Buddhist monks help addicts chuck the habit
BY JOE DZIEMIANOWICZ, New York Daily News, July 26 2007
Bangkok, Thailand -- Before addicts can recover, they need to admit they have a problem. After being booked for cocaine possession and alleged drunken driving, Lindsay Lohan fired off an e-mail declaring "I am innocent ..."
<< Actress Lindsay Lohan could use a stint at the Thamkrabok monastery in Lop Buri, Thailand - "the toughest and most successful drug detox program in the world."
Right, Linds - although the car-and-coke routine does redefine "driven snow."
Denial this deep cries out for extreme rehab. Lohan's recent stint at Promises, the treatment facility in Malibu that caters to a celebrity clientele, was a bigger waste of time and money than her flop flick "Just My Luck."
Pampering didn't work. So how about puking? The struggling starlet might be wise to consider kicking her bad habits - boozing, driving drunk, alleged cocaine use - in a place that has been described as "the toughest and most successful drug detox program in the world."
She'll need her passport to check into the Thamkrabok monastery in Lop Buri, Thailand, 80 miles north of Bangkok.
The program - which is free, unlike the $40,000 or so for a 30-day stay at Promises - was created by the Thai government in 1959 in response to the skyrocketing rise in opium addicts. A reported 70% of users who complete the treatment regimen at Thamkrabok never do drugs again.
The spartan conditions make the prison in "Midnight Express" look like a spa - steel bunks, mosquito nets, squat toilets, concrete amenities and just one meal a day.
The day starts at 5 a.m., with chores like sweeping the compound. You do that again in the afternoon, in between meditation sessions. Lights out at 8 p.m.
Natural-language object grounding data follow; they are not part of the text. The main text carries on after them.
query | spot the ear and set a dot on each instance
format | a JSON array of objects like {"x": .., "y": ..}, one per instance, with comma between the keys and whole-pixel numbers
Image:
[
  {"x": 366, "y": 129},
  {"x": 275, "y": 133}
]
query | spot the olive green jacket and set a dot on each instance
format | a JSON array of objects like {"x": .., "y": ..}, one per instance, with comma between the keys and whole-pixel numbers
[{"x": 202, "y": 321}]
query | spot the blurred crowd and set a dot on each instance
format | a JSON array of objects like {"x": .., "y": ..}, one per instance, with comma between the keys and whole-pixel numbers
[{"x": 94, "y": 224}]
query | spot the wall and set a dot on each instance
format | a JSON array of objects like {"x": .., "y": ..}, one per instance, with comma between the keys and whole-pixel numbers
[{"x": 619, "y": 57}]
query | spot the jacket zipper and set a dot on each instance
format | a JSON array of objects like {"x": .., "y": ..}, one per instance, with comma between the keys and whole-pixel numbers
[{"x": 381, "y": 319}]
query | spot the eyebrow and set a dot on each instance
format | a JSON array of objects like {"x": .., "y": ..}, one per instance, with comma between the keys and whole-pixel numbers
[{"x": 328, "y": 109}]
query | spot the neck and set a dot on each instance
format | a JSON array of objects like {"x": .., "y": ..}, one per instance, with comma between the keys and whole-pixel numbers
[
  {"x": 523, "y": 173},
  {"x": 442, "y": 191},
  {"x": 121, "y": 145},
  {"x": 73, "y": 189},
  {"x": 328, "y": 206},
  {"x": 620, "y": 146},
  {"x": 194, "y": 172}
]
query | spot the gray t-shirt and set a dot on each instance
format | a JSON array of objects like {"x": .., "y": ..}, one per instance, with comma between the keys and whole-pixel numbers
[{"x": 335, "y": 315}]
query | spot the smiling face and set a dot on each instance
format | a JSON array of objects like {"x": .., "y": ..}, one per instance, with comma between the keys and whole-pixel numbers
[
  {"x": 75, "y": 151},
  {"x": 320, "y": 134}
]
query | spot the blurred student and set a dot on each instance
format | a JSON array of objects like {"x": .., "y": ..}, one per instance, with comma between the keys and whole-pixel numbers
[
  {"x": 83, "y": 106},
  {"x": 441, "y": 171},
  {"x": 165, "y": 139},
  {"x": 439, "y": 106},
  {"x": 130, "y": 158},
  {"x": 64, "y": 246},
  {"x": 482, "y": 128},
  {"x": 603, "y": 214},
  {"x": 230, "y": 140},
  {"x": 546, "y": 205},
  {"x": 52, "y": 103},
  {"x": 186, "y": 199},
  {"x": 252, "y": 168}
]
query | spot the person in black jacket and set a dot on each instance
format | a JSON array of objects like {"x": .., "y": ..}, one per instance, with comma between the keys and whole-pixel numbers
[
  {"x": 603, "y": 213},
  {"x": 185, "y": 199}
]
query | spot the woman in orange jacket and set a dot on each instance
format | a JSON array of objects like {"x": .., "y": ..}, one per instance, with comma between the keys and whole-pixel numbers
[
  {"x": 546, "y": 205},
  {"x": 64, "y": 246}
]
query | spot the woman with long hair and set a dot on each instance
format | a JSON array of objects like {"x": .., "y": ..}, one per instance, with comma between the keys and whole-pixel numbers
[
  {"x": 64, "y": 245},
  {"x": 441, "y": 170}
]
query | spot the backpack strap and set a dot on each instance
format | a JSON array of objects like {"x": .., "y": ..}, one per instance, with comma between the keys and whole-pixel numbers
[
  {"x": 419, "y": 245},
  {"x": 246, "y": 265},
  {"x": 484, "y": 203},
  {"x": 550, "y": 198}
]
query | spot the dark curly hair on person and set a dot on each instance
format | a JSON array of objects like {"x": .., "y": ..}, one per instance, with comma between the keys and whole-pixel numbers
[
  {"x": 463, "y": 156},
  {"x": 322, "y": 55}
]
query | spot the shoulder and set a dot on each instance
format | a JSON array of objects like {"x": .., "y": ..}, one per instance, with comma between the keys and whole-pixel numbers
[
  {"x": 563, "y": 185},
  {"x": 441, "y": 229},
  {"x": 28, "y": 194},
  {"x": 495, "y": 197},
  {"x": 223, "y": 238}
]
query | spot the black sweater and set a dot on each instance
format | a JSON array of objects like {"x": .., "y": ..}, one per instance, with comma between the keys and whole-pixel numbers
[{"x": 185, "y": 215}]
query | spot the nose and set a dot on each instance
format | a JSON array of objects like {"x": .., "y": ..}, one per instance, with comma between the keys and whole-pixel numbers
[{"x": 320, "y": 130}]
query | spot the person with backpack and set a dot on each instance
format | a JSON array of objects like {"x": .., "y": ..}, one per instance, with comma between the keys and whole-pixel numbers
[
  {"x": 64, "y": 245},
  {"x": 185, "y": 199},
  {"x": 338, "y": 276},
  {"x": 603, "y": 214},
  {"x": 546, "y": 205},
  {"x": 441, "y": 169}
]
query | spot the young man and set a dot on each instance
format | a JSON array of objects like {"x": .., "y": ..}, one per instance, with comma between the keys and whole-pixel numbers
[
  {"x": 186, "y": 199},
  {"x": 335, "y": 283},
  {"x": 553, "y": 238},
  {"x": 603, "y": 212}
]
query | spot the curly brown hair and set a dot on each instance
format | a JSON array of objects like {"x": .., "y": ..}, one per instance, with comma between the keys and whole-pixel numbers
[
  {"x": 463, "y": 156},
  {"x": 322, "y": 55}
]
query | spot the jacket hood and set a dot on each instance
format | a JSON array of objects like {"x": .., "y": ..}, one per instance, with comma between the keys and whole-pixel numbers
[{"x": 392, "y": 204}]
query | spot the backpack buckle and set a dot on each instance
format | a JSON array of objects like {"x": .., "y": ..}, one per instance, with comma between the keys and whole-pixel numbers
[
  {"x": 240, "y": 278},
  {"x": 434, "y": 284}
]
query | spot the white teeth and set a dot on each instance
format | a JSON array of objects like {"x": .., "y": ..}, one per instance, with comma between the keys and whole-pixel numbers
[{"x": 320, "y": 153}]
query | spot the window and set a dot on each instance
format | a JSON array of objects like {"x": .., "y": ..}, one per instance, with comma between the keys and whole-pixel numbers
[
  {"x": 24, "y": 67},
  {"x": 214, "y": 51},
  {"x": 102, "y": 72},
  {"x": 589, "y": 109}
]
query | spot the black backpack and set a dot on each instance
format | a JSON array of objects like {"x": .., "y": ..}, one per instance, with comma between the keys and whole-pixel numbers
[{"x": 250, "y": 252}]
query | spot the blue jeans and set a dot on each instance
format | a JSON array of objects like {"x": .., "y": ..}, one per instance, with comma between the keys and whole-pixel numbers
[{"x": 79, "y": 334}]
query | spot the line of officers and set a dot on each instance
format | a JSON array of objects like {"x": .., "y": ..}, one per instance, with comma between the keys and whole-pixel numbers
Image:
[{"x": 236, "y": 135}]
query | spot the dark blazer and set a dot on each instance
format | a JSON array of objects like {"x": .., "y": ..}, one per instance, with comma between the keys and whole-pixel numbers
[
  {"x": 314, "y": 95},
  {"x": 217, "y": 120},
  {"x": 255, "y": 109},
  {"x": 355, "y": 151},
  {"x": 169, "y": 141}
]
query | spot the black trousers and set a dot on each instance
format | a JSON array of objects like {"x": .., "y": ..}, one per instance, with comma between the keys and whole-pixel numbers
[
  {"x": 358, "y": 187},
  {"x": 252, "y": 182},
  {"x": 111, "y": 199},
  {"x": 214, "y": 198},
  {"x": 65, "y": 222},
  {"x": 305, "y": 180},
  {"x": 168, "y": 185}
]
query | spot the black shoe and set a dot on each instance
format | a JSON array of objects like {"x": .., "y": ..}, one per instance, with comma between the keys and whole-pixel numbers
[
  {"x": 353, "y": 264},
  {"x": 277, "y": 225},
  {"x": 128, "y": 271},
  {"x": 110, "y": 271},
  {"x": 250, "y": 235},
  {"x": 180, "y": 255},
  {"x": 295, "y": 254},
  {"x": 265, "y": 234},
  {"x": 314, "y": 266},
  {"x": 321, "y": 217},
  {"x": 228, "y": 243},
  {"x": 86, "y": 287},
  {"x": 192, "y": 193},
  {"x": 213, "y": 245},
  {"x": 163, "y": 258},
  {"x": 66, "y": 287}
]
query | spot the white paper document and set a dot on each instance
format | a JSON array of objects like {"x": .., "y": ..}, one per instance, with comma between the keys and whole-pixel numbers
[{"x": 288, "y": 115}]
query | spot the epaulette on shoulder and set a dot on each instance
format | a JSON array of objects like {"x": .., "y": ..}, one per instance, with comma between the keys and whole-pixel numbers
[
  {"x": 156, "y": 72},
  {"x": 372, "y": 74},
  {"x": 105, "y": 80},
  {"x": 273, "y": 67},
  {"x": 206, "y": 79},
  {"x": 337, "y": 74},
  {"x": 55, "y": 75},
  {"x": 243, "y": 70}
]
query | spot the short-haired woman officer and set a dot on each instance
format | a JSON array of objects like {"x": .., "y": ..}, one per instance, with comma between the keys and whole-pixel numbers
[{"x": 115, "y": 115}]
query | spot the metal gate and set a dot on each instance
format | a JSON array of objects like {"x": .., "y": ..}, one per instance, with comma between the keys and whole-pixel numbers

But the most grueling part of Thamkrabok's cure is taking a daily dose of medicine that supposedly detoxes the system - and induces projectile vomiting.
The herbal elixir, said to resemble crude oil and taste much worse, is made of seeds, leaves and bits of bark.
British rocker Pete Doherty of Babyshambles, whose heroin addiction has been well-documented, walked out of Thamkrabok after two days.
Completing the program, according to one of the Buddhist monks in charge, gives "a great sense of achievement. And this treatment is something [you] never want to go through again."